Should be required reading in high school civics classes (if schools still have them) and at universities. A frustrated liberal of the progressive mold conducts a forensic study of liberalism's current self-inflicted woes and offers his suggested remedies to be considered if liberals want to have any future impact on this country. Intelligent and unsparing, this short book is one of the best political studies that I have read in ages. Spoiler alert: the author values solidarity as well as justice, and believes that with civil rights come civic duties to our fellow Americans. I find it heartening to discover that the characteristics I find most irritating about the democratic left are finally being analyzed and discussed by the democratic left. One of my favorite quotes from the book (there are many): "Yet it is an iron law in democracies that anything achieved through movement politics can be undone through institutional politics.
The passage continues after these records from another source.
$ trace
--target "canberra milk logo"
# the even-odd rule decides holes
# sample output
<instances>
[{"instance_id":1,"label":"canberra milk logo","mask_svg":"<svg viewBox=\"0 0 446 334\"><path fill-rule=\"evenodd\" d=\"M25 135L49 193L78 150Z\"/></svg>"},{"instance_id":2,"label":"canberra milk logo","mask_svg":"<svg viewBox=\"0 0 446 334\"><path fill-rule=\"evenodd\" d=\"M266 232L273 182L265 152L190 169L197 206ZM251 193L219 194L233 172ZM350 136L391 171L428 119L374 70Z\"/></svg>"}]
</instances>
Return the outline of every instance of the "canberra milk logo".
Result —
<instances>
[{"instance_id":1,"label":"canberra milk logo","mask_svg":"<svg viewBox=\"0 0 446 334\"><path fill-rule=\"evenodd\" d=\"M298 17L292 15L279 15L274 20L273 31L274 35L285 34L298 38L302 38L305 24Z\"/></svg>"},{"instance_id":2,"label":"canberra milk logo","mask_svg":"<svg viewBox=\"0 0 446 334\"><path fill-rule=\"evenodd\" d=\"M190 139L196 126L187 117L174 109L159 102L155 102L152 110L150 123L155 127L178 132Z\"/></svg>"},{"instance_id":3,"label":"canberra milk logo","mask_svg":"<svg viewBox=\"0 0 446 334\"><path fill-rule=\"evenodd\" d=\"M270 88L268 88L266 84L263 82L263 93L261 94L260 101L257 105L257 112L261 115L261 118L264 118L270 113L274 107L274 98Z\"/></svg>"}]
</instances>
The reverse is not the case...One must keep winning elections to defend the gains that social movements have contributed to." The author argues that winning elections must be a priority (rallies and protests may sway public opinion, which is important, or they may cause a backlash, but regardless, they will never enshrine and institutionalize progressive change like gaining control of political offices and the bureaucracy will). Prioritizing court victories over legislative victories may have been expedient for liberal causes a few decades ago, but it has also resulted in a public relations nightmare for liberalism. Liberals must articulate a vision that unites and energizes the country. Lately they've very effectively been doing quite the opposite. The author's prescriptions for a path forward are both logical and sensible, and I hope they will be heeded.

Mars

September 05, 2017

The general message was well-worth hearing although some of the points regarding the Roosevelt/Reagan dispositions were difficult to understand. I still gave it a four as I felt the points the author was trying to make were well worth listening to. As an individual who identifies as 'liberal'(more or less in the classical sense) who leans center-left, it's been a disappointing experience to see those on the left 'double-down' on identity politics. Engagement of diverse viewpoints has automatically been attributed as consorting with the enemy or as racist/sexist from the get-go. As outrage reigns, the nuances and complexities of today's issues left behind and friends/allies become alienated by shaming and virtue-signaling. The author theorizes how we came to be here and argues that, while some of the concerns are certainly legitimate, the means used to address them are tearing us apart as a people. It concludes with a few ideas on how the identity politics can be addressed. Worth a read, though to truly get the most out of it, I'd pair it with one of the Modern Political Thought classes from the Great Courses to give the reader a broader perspective on the principles of liberalism and conservatism. Overall, an 'ok' read.